I have seen postings on math.stackexchange starting "I found this solution somewhere on the internet to [problem x.y in textbook]" (often without information about where they found it, just a quote). The post might continue in one of these ways:

  1. Is it correct?
  2. Why did they use this approach?
  3. I think these are mistakes. What about these points later on?

Type 1: are they really expecting math.stackexchange users to proofread some random solution that they found? (I don't think this is the same as a typical proof-verification post, since those should be asking about poster's own work.) Type 2: are they expecting users to psychoanalyze the original author? I suppose not, but if they're basically asking, "How do you come up with an idea for how to solve this problem," then that feels like too open-ended a question. Type 3: if they've already found several clear mistakes, why are they putting any faith into the rest of the purported solution?

Are these appropriate types of posts? What are good ways to respond to them while being polite and respectful?

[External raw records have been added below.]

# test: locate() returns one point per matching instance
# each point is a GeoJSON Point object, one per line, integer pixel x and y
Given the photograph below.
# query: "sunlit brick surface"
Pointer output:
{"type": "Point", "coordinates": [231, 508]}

Type 2 in particular seems like the sort of question that could be refined and turned into something of higher quality with the right sort of feedback, but I don't know what that feedback should be.

Or do I just try to ignore this type of post and let someone else deal with it?


2 Answers 2


TLDR: just ignore them if they don't interest you but are otherwise high quality.

If theres too many then maybe we should curtail these but in general when I see a "check my work" question my gut reaction is "I'm not interested but maybe someone else is" so I'll avoid closing/downvoting if the question reproduces all of its results without requiring you to click on links outside of stackexchange, has proper LaTeX, and seems to contain a good faith effort of the author to point out which parts of the proof they are not sure about.


If you think the question is unlikely to be useful to others in the future, downvote. Or, do nothing.

Then, move on with your life.

Don't vote to close (unless it falls into the existing categories for closing). In my opinion, "please check this solution" questions often are not very high quality, and rarely contribute much to our mission to create an archive of knowledge. In such cases, those are two good reasons to downvote. However, they are not valid reasons to close the question.

I also suggest you distinguish "is this solution correct?" from "is the step in line 7 valid? I have the following doubt: ..." I think the latter questions are better. I personally will often downvote the former but often upvote the latter.